摘要：在开放域问答系统，密集的段落检索已经成为一种新的模式来检索答案发现相关段落。通常情况下，双编码器架构，采用学习的问题，密集的交涉和通道匹配。然而，这是难以有效双编码器训练由于包括培训和推理，未标记阳性的存在和局限于训练数据之间的差异的挑战。为了应对这些挑战，我们提出了一个优化的训练方法，称为RocketQA，提高密通道检索。我们使RocketQA，即跨批次底片，三大技术贡献去噪负采样和数据增强。大量的实验表明，RocketQA显著优于两个MSMARCO和自然问题的国家的最先进的以往机型。此外，在建RocketQA，我们实现了在MSMARCO通道排行任务的排行榜排名第一。

23. DiDi's Machine Translation System for WMT2020 [PDF] 返回目录
Tanfang Chen, Weiwei Wang, Wenyang Wei, Xing Shi, Xiangang Li, Jieping Ye, Kevin Knight
Abstract: This paper describes DiDi AI Labs' submission to the WMT2020 news translation shared task. We participate in the translation direction of Chinese->English. In this direction, we use the Transformer as our baseline model, and integrate several techniques for model enhancement, including data filtering, data selection, back-translation, fine-tuning, model ensembling, and re-ranking. As a result, our submission achieves a BLEU score of $36.6$ in Chinese->English.
摘要：本文介绍了嘀嘀AI实验室提交WMT2020新闻翻译共享任务。我们参加了华裔>英语的翻译方向。在这个方向，我们使用变压器作为我们的基础模型，并整合为模型增强多种技术，包括数据过滤，数据选择，回译，微调，模型ensembling，并重新排名。因此，我们提出实现了$ 36.6 $在华裔>英语BLEU得分。

24. Generating Diverse Translation from Model Distribution with Dropout [PDF] 返回目录
Xuanfu Wu, Yang Feng, Chenze Shao
Abstract: Despite the improvement of translation quality, neural machine translation (NMT) often suffers from the lack of diversity in its generation. In this paper, we propose to generate diverse translations by deriving a large number of possible models with Bayesian modelling and sampling models from them for inference. The possible models are obtained by applying concrete dropout to the NMT model and each of them has specific confidence for its prediction, which corresponds to a posterior model distribution under specific training data in the principle of Bayesian modeling. With variational inference, the posterior model distribution can be approximated with a variational distribution, from which the final models for inference are sampled.
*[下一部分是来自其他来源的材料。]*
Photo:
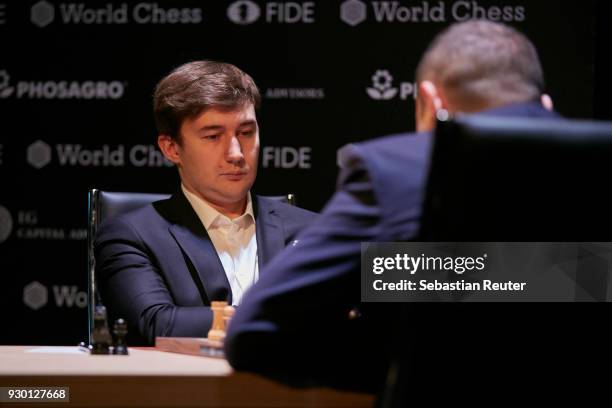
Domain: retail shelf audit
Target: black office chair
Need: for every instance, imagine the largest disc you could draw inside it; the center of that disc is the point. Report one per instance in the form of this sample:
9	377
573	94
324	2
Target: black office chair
106	204
499	179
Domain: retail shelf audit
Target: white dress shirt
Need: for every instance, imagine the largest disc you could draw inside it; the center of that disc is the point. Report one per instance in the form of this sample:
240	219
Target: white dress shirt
234	240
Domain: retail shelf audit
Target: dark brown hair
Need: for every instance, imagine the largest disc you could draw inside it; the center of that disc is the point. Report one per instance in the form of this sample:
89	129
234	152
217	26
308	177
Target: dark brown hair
196	86
481	64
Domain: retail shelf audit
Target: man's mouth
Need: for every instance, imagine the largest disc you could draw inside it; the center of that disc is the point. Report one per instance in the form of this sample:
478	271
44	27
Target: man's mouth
234	175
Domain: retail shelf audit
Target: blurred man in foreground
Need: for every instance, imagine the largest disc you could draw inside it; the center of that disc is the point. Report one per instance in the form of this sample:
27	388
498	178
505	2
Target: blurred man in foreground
303	322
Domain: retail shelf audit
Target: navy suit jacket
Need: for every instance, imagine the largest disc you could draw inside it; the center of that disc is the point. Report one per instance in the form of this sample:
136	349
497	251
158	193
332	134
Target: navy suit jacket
157	268
299	324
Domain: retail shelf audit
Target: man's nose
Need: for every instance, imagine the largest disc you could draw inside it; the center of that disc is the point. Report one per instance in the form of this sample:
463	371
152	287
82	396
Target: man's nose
234	151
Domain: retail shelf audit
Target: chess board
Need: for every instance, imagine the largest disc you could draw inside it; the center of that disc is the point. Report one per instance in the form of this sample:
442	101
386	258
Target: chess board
195	346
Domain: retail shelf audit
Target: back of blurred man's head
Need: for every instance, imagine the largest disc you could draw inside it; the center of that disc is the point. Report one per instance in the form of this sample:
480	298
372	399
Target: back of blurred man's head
476	65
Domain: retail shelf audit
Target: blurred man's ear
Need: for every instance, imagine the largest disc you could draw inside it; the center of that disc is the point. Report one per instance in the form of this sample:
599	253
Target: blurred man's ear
169	148
547	102
429	101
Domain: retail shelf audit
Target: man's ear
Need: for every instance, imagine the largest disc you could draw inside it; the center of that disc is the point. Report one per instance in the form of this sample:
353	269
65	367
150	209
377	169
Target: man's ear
429	102
547	102
169	148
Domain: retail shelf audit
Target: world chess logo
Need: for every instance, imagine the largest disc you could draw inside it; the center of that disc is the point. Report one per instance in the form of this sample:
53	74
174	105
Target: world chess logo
42	14
2	14
6	224
5	81
353	12
39	154
382	86
35	295
243	12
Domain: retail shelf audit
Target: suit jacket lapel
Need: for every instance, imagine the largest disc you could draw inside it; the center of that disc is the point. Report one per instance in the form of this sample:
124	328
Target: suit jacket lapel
269	230
193	239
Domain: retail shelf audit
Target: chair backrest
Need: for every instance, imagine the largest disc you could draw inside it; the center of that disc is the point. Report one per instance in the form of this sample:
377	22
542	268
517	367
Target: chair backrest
102	205
106	204
519	179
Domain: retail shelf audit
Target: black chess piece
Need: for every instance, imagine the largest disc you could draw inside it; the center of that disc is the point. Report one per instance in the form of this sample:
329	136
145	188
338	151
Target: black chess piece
101	337
120	332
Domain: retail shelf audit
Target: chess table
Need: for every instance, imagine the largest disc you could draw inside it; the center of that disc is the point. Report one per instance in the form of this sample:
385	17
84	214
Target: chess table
151	378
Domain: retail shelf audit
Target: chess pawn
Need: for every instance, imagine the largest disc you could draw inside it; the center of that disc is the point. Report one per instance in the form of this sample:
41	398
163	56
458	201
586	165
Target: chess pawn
120	331
228	312
217	331
101	337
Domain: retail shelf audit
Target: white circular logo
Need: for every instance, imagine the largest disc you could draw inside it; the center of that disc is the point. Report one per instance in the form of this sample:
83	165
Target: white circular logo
6	224
243	12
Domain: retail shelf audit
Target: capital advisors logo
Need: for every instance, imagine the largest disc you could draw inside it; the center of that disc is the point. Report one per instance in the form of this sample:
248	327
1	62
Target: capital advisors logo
243	12
6	224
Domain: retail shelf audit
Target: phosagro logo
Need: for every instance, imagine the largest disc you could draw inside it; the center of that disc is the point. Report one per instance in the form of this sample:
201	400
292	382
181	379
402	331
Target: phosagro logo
6	224
243	12
60	89
5	89
383	89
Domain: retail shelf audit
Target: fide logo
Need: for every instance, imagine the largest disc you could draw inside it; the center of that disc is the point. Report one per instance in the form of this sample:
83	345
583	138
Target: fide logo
243	12
381	86
6	224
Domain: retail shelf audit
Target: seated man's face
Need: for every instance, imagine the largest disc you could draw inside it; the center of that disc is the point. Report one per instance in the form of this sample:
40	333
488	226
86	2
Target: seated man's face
218	153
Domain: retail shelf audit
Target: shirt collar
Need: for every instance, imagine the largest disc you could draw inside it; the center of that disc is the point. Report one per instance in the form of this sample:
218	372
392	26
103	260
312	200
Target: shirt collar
210	217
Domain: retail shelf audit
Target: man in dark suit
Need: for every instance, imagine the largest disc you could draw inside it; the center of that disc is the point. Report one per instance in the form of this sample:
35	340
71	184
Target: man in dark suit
303	322
159	267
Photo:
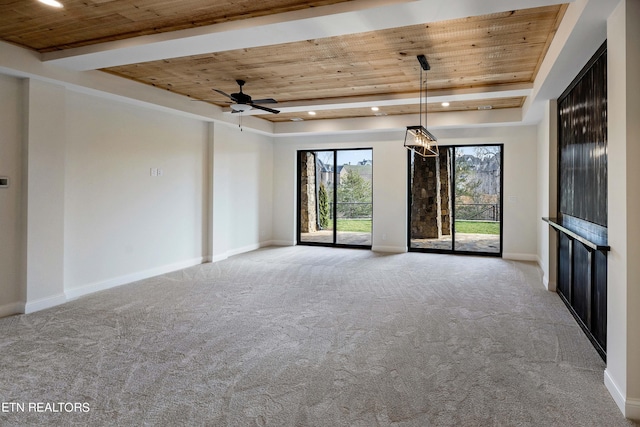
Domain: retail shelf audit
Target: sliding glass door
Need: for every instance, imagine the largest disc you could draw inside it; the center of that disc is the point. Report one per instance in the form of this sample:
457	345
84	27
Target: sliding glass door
455	200
335	197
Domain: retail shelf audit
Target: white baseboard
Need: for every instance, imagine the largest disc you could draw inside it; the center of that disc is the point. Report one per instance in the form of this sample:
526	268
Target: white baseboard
520	257
614	391
12	308
129	278
244	249
391	249
630	408
283	243
44	303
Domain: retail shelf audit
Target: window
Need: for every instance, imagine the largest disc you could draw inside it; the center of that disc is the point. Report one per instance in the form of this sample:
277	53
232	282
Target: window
335	197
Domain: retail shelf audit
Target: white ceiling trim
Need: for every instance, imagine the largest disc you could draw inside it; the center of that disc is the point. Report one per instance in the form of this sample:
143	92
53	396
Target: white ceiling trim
313	23
387	100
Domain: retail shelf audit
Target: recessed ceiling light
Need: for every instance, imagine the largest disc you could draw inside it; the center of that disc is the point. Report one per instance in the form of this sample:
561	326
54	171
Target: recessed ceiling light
52	3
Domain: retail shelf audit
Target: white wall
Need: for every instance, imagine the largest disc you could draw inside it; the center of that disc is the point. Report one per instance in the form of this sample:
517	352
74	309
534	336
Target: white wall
43	119
547	193
121	223
390	184
10	198
622	375
243	190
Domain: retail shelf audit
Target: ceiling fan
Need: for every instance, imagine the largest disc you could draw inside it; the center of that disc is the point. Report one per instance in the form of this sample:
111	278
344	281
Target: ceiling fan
243	102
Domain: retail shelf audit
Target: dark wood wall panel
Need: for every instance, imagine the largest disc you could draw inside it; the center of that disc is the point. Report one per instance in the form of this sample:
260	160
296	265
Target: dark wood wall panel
564	264
582	198
583	145
599	309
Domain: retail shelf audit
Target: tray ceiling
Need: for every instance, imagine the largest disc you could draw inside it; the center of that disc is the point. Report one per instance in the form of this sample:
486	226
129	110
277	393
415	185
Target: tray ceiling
491	56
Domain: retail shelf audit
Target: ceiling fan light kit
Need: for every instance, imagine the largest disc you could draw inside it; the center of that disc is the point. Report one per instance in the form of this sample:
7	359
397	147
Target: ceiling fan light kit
417	138
240	107
243	102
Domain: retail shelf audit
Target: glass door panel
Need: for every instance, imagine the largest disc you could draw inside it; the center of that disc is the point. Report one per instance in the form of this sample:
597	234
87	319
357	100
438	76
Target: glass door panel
335	198
316	196
430	201
354	201
477	210
455	200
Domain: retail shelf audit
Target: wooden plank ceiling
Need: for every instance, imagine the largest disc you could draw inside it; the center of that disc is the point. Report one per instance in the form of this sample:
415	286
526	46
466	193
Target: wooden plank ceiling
475	52
87	22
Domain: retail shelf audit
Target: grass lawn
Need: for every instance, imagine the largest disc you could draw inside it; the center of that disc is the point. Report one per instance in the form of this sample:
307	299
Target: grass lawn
360	225
477	227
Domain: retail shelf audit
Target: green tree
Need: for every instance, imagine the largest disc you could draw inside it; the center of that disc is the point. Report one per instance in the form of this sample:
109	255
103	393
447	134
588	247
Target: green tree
323	207
354	188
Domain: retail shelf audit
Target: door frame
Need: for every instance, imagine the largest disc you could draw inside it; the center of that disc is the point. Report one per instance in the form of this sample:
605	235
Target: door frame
453	249
334	201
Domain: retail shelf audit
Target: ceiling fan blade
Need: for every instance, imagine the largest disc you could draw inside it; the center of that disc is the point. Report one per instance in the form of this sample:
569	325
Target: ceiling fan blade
265	101
224	94
260	107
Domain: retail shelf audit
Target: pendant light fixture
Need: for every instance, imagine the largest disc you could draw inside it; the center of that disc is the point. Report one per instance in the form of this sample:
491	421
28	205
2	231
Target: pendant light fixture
418	138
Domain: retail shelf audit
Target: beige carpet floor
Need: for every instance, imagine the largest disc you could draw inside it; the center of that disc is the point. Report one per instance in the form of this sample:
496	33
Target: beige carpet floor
309	336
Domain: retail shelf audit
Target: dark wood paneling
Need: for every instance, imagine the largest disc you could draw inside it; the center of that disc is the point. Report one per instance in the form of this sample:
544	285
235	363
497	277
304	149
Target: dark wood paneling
583	145
599	299
564	266
581	291
582	198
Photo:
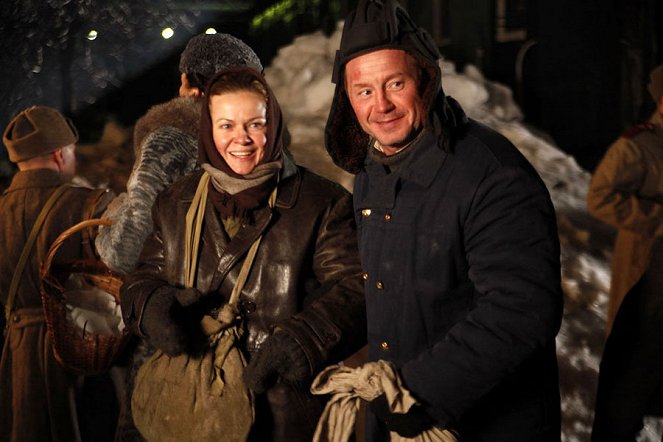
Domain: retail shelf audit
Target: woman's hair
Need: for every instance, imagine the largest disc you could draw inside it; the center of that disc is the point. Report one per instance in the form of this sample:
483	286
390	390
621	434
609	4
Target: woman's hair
236	82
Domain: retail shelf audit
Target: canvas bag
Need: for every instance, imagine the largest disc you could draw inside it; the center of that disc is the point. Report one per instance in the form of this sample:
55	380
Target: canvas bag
201	398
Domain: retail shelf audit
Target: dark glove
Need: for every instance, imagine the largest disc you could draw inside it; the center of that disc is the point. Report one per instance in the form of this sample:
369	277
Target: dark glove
279	355
409	424
166	323
188	296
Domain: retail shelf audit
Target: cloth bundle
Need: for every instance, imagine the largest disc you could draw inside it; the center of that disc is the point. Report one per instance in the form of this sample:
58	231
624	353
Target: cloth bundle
348	386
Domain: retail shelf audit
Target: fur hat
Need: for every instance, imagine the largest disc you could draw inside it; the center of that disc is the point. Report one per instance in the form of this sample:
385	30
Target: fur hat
656	83
36	131
206	54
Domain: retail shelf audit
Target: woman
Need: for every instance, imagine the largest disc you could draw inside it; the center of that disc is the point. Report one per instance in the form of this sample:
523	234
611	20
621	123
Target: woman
302	303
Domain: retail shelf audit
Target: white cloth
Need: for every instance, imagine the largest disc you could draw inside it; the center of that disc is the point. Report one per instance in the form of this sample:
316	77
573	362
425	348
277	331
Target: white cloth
348	386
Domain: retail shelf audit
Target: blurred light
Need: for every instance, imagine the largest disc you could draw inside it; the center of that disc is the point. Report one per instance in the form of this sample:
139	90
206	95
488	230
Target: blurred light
167	33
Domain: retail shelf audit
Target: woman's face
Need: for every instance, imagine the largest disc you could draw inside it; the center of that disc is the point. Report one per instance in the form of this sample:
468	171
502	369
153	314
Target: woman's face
239	129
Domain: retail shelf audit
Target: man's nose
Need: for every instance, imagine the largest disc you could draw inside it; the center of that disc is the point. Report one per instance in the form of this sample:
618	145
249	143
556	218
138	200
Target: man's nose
383	103
243	136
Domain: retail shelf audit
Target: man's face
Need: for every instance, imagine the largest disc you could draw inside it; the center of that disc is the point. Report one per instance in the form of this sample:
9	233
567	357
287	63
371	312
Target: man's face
384	94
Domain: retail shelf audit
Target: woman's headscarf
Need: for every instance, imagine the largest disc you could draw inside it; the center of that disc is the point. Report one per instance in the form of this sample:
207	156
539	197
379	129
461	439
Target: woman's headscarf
233	194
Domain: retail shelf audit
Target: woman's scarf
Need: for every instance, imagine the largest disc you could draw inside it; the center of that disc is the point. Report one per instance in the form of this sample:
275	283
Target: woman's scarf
230	193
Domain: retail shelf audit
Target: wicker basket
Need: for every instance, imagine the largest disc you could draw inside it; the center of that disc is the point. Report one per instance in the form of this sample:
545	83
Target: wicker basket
76	349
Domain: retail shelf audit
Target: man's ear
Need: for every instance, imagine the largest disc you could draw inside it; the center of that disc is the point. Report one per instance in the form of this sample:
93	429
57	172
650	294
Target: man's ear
58	158
186	90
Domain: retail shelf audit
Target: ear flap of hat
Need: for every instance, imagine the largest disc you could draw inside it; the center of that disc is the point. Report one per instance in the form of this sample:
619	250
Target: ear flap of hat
656	83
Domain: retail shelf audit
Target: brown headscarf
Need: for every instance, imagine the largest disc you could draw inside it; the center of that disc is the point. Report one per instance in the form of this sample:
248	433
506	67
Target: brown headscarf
233	194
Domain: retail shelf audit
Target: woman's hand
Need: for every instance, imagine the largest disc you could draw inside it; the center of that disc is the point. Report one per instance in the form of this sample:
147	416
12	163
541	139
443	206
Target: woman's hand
279	355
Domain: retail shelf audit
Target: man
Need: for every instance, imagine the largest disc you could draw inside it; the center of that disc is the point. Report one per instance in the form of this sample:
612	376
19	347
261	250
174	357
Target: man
35	401
626	191
165	144
458	242
166	148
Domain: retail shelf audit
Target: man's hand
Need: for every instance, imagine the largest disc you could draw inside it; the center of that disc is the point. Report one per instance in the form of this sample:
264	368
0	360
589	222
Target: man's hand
409	424
279	355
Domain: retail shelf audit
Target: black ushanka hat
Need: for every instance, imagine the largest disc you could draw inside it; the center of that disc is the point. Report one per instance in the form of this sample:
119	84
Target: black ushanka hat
376	25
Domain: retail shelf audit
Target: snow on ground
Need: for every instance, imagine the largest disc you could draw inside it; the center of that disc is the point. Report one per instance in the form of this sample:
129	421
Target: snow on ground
301	78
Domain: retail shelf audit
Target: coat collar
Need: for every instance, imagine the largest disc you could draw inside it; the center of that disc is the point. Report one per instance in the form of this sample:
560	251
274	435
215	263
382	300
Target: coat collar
421	170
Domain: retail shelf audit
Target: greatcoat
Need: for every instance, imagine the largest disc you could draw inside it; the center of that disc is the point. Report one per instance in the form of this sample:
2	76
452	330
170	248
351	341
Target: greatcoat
34	388
305	279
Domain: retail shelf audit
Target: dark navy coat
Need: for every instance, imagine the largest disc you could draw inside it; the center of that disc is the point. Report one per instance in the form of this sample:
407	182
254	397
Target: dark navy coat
462	275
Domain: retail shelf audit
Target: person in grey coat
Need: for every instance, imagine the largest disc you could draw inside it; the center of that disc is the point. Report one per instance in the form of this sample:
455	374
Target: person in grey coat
458	243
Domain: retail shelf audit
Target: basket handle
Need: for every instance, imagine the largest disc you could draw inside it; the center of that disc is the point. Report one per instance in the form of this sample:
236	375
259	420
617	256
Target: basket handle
46	266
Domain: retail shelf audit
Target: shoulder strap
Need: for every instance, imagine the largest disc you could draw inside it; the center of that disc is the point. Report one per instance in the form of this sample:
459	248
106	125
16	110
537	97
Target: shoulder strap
194	221
27	248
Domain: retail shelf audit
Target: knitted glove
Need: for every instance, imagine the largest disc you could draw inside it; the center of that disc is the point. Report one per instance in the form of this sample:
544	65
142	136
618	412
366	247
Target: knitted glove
279	355
168	326
409	424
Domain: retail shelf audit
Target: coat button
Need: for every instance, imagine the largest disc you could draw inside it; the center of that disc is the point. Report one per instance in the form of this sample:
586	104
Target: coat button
248	307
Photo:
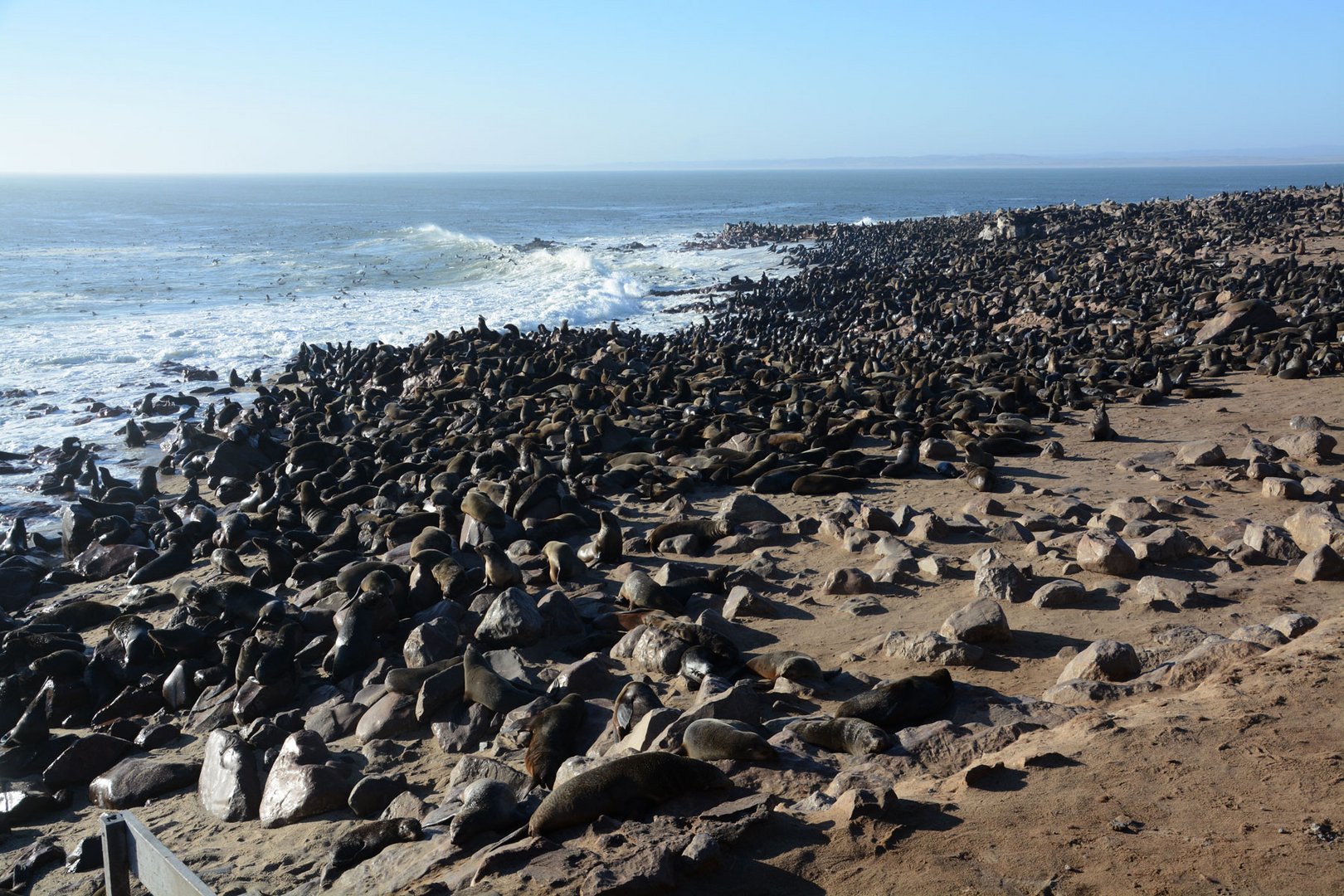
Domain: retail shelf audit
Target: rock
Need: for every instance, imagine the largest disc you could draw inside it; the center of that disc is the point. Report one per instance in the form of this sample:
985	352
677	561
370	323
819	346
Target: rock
1322	488
860	606
656	650
648	871
645	731
374	793
1250	314
1315	525
1202	453
743	507
431	642
300	785
1131	509
1103	661
849	581
1264	635
1274	486
1101	551
1322	564
513	620
702	855
1153	587
105	561
465	730
85	759
590	674
392	715
1001	582
405	805
1203	660
472	768
929	646
134	782
1273	542
1079	692
928	527
229	786
1011	533
1308	446
1058	592
977	622
1292	625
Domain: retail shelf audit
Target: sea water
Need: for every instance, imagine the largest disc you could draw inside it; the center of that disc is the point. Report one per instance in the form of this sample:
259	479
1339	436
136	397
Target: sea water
106	280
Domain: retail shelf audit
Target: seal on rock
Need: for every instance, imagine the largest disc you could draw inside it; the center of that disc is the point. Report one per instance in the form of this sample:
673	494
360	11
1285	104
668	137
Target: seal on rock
364	841
854	737
710	739
622	787
554	731
901	703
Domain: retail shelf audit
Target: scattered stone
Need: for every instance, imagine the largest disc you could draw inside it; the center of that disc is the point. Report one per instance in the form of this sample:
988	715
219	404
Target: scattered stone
134	782
1058	592
1322	564
1103	661
849	581
977	622
1001	582
1099	551
1203	453
229	786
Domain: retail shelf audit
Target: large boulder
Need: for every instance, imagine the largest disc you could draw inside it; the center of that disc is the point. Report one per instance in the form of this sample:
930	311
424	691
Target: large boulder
300	782
1103	661
1103	551
513	621
1252	314
1315	525
136	781
977	622
229	786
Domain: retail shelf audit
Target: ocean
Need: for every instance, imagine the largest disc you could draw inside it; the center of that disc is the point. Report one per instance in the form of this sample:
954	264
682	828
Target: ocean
105	282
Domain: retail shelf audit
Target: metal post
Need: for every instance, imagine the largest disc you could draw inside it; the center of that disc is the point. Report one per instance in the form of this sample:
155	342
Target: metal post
129	848
116	856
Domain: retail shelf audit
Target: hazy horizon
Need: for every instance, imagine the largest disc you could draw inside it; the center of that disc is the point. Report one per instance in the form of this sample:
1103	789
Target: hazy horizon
421	88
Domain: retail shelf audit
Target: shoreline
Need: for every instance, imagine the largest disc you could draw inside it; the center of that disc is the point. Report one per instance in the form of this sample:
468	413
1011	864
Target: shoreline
753	470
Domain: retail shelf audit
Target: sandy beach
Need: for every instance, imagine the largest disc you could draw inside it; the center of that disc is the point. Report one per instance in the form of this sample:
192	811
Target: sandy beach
1142	625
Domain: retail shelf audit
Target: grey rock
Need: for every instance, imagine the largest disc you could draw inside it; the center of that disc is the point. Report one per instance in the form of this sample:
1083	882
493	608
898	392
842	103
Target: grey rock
1058	592
134	782
1001	582
977	622
1103	661
229	786
513	620
300	783
1099	551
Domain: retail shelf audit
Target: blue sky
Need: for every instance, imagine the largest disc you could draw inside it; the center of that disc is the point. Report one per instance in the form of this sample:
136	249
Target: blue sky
299	86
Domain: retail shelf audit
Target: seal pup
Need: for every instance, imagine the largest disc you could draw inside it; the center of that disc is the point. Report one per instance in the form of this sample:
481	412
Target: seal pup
711	739
1099	425
500	570
622	787
901	703
854	737
364	841
608	544
488	805
554	733
635	702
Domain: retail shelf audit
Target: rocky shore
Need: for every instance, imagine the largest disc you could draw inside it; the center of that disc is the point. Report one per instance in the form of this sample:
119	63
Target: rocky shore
984	553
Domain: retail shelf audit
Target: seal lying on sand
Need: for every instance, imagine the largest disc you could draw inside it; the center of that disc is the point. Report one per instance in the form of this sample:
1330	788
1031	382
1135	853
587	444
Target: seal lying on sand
622	787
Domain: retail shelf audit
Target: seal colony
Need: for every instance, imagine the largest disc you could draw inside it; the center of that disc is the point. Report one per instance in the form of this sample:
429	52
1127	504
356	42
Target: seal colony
538	606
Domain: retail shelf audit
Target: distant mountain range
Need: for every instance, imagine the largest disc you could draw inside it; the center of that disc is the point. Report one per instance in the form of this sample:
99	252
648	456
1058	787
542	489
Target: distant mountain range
1195	158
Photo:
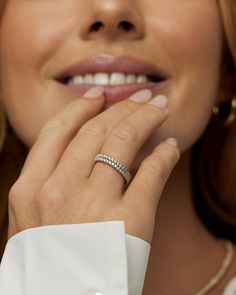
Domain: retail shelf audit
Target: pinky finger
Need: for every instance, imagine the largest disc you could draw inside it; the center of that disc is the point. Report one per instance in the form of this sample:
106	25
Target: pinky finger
146	188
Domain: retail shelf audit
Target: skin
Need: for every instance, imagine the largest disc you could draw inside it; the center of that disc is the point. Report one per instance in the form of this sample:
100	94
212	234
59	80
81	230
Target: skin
173	36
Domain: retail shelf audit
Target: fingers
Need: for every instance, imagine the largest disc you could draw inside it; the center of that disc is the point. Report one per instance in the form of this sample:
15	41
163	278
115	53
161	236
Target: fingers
90	138
144	192
58	132
127	138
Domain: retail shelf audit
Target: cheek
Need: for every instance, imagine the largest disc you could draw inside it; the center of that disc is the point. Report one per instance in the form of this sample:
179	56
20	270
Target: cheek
25	46
194	47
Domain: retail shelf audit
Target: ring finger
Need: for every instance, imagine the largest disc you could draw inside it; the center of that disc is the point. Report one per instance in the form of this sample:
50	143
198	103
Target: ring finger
127	138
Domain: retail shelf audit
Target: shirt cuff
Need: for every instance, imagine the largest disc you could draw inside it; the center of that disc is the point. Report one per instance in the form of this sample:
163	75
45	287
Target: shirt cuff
86	259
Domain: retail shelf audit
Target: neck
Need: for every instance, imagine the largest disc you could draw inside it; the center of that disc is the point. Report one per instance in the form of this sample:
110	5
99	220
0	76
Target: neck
180	239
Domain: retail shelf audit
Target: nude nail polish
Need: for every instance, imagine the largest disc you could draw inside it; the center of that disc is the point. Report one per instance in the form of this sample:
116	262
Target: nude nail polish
94	92
141	96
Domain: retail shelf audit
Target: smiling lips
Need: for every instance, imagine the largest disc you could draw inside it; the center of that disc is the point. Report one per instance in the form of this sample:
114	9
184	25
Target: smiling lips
120	76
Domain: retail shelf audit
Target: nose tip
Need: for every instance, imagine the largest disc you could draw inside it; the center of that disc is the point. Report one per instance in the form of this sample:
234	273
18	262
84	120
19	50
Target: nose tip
112	19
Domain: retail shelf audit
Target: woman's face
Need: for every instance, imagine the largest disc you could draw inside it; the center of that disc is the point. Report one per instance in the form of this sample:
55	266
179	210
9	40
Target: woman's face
41	38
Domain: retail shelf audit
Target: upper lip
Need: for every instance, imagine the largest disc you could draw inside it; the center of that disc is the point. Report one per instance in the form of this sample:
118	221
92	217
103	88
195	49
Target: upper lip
110	64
We conducted experiments on Chinese-English and English-German translation tasks and the results shows that our method makes a better trade-off between diversity and accuracy.
摘要：尽管翻译质量的提高，神经机器翻译（NMT）经常在其一代缺乏多样性受到影响。在本文中，我们建议获得了大量的可能的模型与贝叶斯模型，并从他们的推理抽样模型来生成不同的翻译。的可能的模型是通过将混凝土脱落到NMT模型获得和他们每个人都有其预测，具体信心其对应于贝叶斯建模的原则下特定训练数据后验模型分布。随着变推论，后分布模型可以用变配电，从中推断为最终模型进行采样近似。我们对中国英语和英语 - 德语翻译任务，结果表明，我们的方法，使一个更好的权衡多样性和准确性之间进行了实验。

25. Inferring symmetry in natural language [PDF] 返回目录
Chelsea Tanchip, Lei Yu, Aotao Xu, Yang Xu
Abstract: We present a methodological framework for inferring symmetry of verb predicates in natural language. Empirical work on predicate symmetry has taken two main approaches. The feature-based approach focuses on linguistic features pertaining to symmetry. The context-based approach denies the existence of absolute symmetry but instead argues that such inference is context dependent. We develop methods that formalize these approaches and evaluate them against a novel symmetry inference sentence (SIS) dataset comprised of 400 naturalistic usages of literature-informed verbs spanning the spectrum of symmetry-asymmetry. Our results show that a hybrid transfer learning model that integrates linguistic features with contextualized language models most faithfully predicts the empirical data. Our work integrates existing approaches to symmetry in natural language and suggests how symmetry inference can improve systematicity in state-of-the-art language models.
摘要：我们提出了在自然语言推断动词谓语的对称性的方法框架。谓词对称性的实证研究采取了两种主要的方法。基于特征的方法侧重于有关对称性语言特征。基于上下文的方式否认绝对对称的存在，而是认为这种推理是上下文相关的。我们开发这些形式化方法和评估他们对一种新型的对称推断句子（SIS）数据集由文学知情动词跨越对称不对称频谱的400个自然用法方法。我们的研究结果表明，混合动力传递学习模式，整合了情境化语言模型的语言特征最忠实的预测经验数据。我们现有的工作整合接近对称的自然语言和暗示对称推理如何提高在国家的最先进的语言模型系统性。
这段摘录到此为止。